Inducted:2018
Marilyn Scholl Manager, CDS Consulting Cooperative.
Marilyn Scholl stepped into the co-op world in 1978 when she took a job in her neighborhood corner grocery store, Gordon Park Cooperative in Milwaukee Wisconsin. She never stepped out. Instead, she turned a decade of working in and managing food co-ops into a lifetime of contributions to the cooperative community.
In 1987 after nine years of working in and managing co-ops, Scholl returned to Wisconsin to work for the University of Wisconsin Center for Cooperatives (UWCC), helping to create education programs for all types of co-ops. Scholl saw the value of board training and governance and pioneered a food co-op consulting team that became CDS Consulting Co-op. She helped turn the 4-member non-profit into a 32-member cooperative that has become a leader in cooperative training and support. CDS CC consultants help member-driven co-ops become better businesses, using data-driven analysis to improve competitiveness and efficiency without losing their cooperative identity.
Scholl is known in the co-op community to be an educator with the heart of a cooperative entrepreneur, relishing the challenges of sustainability, membership care and strategic planning. Working with Ann Hoyt at the UWCC, Scholl organized the Cooperative Management Institute, a multi-week program teaching effective business management and data-driven decision making.

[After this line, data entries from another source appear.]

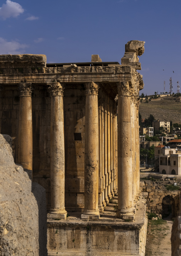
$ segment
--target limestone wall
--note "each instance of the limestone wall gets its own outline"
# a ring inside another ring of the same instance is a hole
[[[157,184],[150,180],[141,180],[140,186],[143,196],[147,199],[147,211],[162,215],[164,211],[163,204],[170,204],[172,205],[172,217],[176,216],[179,209],[180,191],[168,190],[161,184]],[[168,212],[165,212],[165,210],[164,211],[165,214],[169,215]]]
[[[15,164],[11,143],[0,134],[0,255],[46,256],[45,190]]]

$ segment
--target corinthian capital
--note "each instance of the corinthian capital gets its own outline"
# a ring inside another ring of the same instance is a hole
[[[117,86],[118,96],[130,96],[128,82],[117,83]]]
[[[86,94],[92,95],[98,94],[98,90],[99,87],[97,83],[92,82],[90,83],[86,83]]]
[[[20,83],[19,87],[21,96],[31,96],[34,89],[31,83]]]
[[[51,96],[63,96],[63,89],[64,87],[58,82],[52,82],[48,83],[48,89],[50,92]]]

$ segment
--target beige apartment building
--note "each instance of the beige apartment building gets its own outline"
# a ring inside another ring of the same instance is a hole
[[[155,148],[156,170],[162,174],[180,175],[180,152],[175,148],[164,148],[164,147],[161,145]]]
[[[140,134],[144,135],[148,135],[151,137],[153,136],[153,127],[141,127]]]
[[[170,131],[170,122],[161,122],[159,120],[152,122],[152,126],[155,130],[158,130],[160,127],[162,127],[165,129],[165,132],[169,133]]]

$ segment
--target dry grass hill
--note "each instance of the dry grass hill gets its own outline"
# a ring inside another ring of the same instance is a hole
[[[176,97],[166,96],[152,99],[148,103],[146,100],[140,103],[139,111],[142,118],[147,118],[150,114],[160,121],[172,121],[173,123],[181,124],[181,102],[175,101]]]

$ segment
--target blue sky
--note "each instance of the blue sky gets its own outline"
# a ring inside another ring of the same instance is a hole
[[[163,92],[164,80],[168,92],[170,77],[174,92],[181,85],[180,0],[0,0],[0,54],[45,54],[49,63],[99,54],[120,63],[128,41],[144,41],[140,93]]]

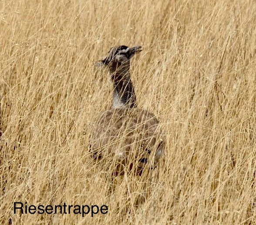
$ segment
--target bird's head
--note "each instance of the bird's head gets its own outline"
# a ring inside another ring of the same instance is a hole
[[[107,66],[111,67],[114,65],[118,67],[124,64],[129,64],[130,60],[135,54],[142,50],[141,46],[129,47],[125,45],[112,47],[107,57],[98,62],[98,66]]]

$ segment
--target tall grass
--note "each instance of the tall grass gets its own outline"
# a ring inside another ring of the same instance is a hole
[[[253,0],[1,1],[1,223],[256,223],[256,12]],[[108,195],[88,148],[111,101],[94,64],[119,44],[143,47],[138,104],[166,139],[138,206],[139,178]],[[14,201],[109,211],[14,214]]]

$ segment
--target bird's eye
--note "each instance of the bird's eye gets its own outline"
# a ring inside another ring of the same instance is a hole
[[[140,159],[140,162],[142,163],[147,163],[148,162],[148,159],[147,158],[142,158]]]

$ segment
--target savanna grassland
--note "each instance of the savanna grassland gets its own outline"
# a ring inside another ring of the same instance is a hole
[[[1,0],[0,223],[256,224],[256,12],[254,0]],[[143,46],[131,78],[166,147],[110,194],[88,145],[112,100],[95,63],[120,44]],[[14,214],[14,201],[109,210]]]

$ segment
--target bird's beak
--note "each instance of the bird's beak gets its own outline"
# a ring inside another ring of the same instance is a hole
[[[142,50],[141,49],[141,46],[135,46],[135,47],[132,47],[130,48],[130,52],[131,54],[134,54],[135,53],[137,53],[138,52],[140,52]]]

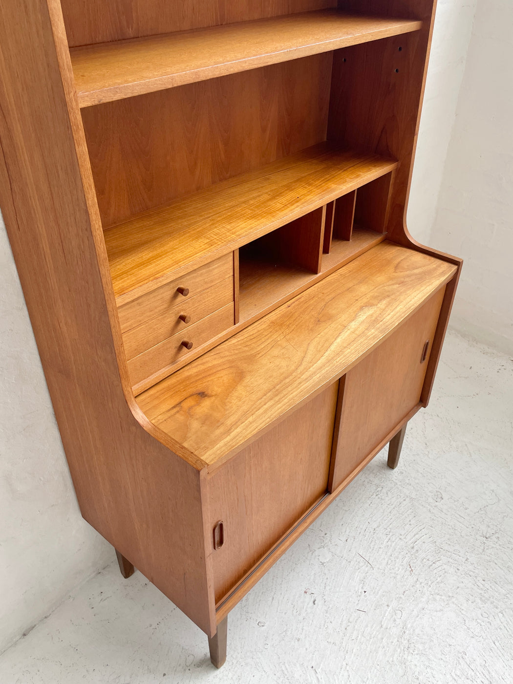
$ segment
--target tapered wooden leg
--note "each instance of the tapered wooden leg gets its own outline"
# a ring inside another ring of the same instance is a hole
[[[389,468],[394,469],[397,467],[407,425],[408,423],[405,423],[399,432],[389,443],[389,460],[386,462]]]
[[[219,669],[226,659],[226,637],[228,636],[228,616],[218,625],[214,635],[209,637],[209,650],[212,665]]]
[[[133,566],[130,561],[127,560],[124,556],[122,555],[117,549],[116,549],[116,557],[118,559],[119,569],[121,570],[121,574],[124,579],[127,579],[128,577],[131,577],[133,575]]]

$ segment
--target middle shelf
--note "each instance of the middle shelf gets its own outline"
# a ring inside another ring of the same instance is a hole
[[[397,166],[324,142],[108,228],[105,246],[118,304],[368,185]]]

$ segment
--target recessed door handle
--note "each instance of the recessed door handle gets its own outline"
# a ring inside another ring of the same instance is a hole
[[[217,551],[224,544],[224,525],[222,520],[214,525],[213,538],[214,549]]]
[[[426,340],[424,343],[424,347],[422,350],[422,356],[421,356],[421,363],[423,363],[424,361],[428,358],[428,350],[430,348],[430,341]]]

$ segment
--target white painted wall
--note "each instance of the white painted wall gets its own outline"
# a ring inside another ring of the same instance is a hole
[[[0,653],[114,551],[81,517],[0,216]]]
[[[479,0],[430,241],[462,256],[451,323],[513,353],[513,3]]]
[[[475,1],[438,2],[408,211],[408,225],[415,237],[458,254],[460,244],[453,249],[438,235],[431,239],[430,233]],[[501,24],[505,31],[507,25]],[[458,134],[457,130],[455,140]],[[450,152],[456,164],[454,144]],[[449,181],[453,182],[446,176],[443,182]],[[450,193],[443,193],[443,198],[447,204]],[[438,223],[443,220],[440,211]],[[479,246],[484,244],[481,233],[474,239]],[[467,269],[470,277],[469,265]],[[1,651],[74,587],[103,567],[113,551],[80,516],[1,220],[0,454]]]
[[[438,0],[414,166],[408,227],[438,248],[431,231],[453,130],[477,0]]]

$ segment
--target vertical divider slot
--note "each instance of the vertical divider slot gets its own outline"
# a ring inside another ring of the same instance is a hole
[[[354,223],[376,233],[386,233],[395,172],[363,185],[358,191]]]
[[[333,237],[333,220],[335,218],[335,206],[337,200],[333,200],[326,205],[326,218],[324,220],[324,238],[322,247],[323,254],[328,254],[331,251],[331,241]]]
[[[343,195],[337,200],[333,221],[334,239],[351,239],[356,202],[356,190],[348,192],[347,195]]]

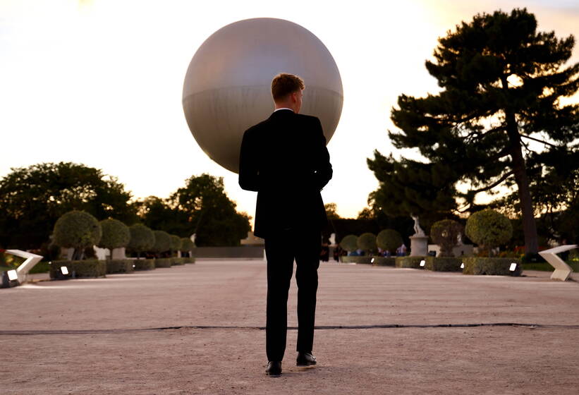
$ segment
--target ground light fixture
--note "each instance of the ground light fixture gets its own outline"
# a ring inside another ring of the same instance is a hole
[[[18,274],[16,270],[0,272],[0,288],[12,288],[19,285]]]
[[[18,279],[18,274],[16,273],[16,270],[8,270],[7,274],[8,279],[11,281],[13,281],[14,280]]]

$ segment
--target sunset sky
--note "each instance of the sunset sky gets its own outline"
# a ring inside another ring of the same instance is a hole
[[[355,217],[377,186],[366,158],[393,151],[386,132],[397,97],[438,90],[424,66],[437,39],[477,13],[514,7],[534,13],[541,30],[579,36],[576,0],[0,0],[0,177],[11,167],[74,162],[117,176],[135,198],[166,198],[209,173],[223,176],[238,209],[253,216],[255,193],[242,190],[189,131],[183,81],[218,29],[279,18],[317,36],[340,71],[343,109],[328,145],[334,176],[322,195]]]

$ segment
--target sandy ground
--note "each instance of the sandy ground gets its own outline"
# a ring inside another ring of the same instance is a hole
[[[260,261],[1,289],[0,394],[577,394],[579,284],[525,274],[322,263],[319,365],[291,329],[275,379]]]

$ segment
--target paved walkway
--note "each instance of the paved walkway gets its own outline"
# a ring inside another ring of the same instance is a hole
[[[576,394],[579,284],[525,274],[322,263],[319,363],[295,366],[290,330],[277,379],[260,261],[2,289],[0,392]]]

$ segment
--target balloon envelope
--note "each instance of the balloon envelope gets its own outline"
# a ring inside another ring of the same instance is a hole
[[[189,64],[183,107],[203,151],[237,173],[243,132],[274,111],[272,80],[279,73],[305,83],[300,114],[319,118],[327,142],[342,111],[336,62],[307,29],[288,20],[258,18],[235,22],[209,36]]]

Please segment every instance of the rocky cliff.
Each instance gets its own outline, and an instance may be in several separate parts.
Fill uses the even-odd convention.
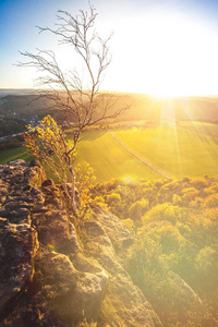
[[[162,326],[123,268],[133,242],[98,206],[78,233],[38,162],[0,166],[0,326]]]

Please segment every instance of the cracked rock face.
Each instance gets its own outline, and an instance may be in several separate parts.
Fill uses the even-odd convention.
[[[0,166],[0,326],[161,326],[119,259],[133,242],[100,207],[78,234],[37,161]]]
[[[26,223],[13,225],[0,218],[0,312],[22,291],[34,276],[38,250],[36,231]]]

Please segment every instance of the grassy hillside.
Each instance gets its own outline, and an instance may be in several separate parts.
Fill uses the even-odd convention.
[[[218,174],[217,125],[181,123],[111,132],[84,132],[77,145],[75,164],[88,162],[97,182]],[[0,164],[17,158],[27,158],[23,147],[0,152]]]
[[[90,131],[82,134],[75,164],[87,161],[98,182],[112,178],[126,180],[158,179],[160,175],[143,165],[118,144],[109,132]]]
[[[171,124],[167,128],[118,131],[134,153],[172,177],[218,174],[217,138]]]

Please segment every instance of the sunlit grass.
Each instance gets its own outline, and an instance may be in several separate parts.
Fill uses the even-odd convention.
[[[177,129],[177,130],[175,130]],[[116,132],[133,152],[172,177],[218,174],[218,145],[214,138],[173,124],[150,130]]]

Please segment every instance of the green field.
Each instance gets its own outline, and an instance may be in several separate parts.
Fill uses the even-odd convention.
[[[130,155],[109,132],[92,131],[82,134],[76,162],[89,162],[98,182],[112,178],[126,180],[159,179],[160,175]]]
[[[160,179],[161,171],[172,178],[218,174],[218,126],[215,124],[189,122],[111,132],[118,140],[109,131],[89,131],[78,142],[75,164],[88,162],[97,182],[112,178]],[[0,152],[0,164],[17,158],[27,159],[24,147]],[[150,164],[153,169],[145,164]]]

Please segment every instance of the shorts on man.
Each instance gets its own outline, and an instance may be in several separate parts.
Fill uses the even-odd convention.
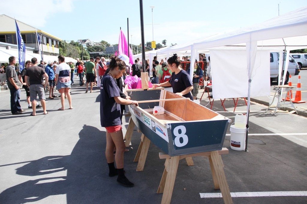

Scholl was among the first cooperative educators in the country to bring systematic governance approaches to food co-ops. She and her colleagues at CDS Consulting Co-op recently developed a new model for cooperative governance called the Four Pillars of Cooperative Governance, designed to help boards, managers and members build sustainable and thriving co-op businesses.
Scholl is the co-author of the well-used Ownership Toolbox, a membership building program and she is the creator of Partners for Life, a program for building customer service. Her speeches, articles and videos have become essential training materials for generations of co-op managers and board members.
In 2002, Scholl identified a growing interest nationally in new food-coop development and exploited the opportunity to expand the sector. With the help of National Cooperative Bank and National Cooperative Grocers, she worked with a team to create Food Co-op 500, a small grants program for start-ups. Food Co-op 500 became the Food Co-op Initiative, a non-profit that has supported the opening of more than 130 new food co-ops. Scholl has served on FCI's board of directors since its inception.
Scholl has also been a guiding force behind planning at CCMA, working to keep conference topics relevant and useful. No other event did so much to bring the food cooperatives together to effect change and clarify direction, said 2010 Hall of Fame inductee David Thompson.
After serving as an advisor to two regional cooperative grocer associations in 2004 Scholl led the team that resulted in the reorganization of the National Cooperative Grocers Association, using her considerable listening and leadership skills to bring together a diverse group of co-ops to build a powerful business association and purchasing cooperative. Today National Co+op Grocers represents 148 co-ops operating more than 200 stores in 37 states.
Scholl has played a prominent leadership role in nearly all the major developments in the U.S. Food co-op sector in the last 25 years, helping to turn a disconnected group of unaligned, under-performing co-op stores into an integrated sector that leverages members purchasing power and provides robust support for store operations and new store development.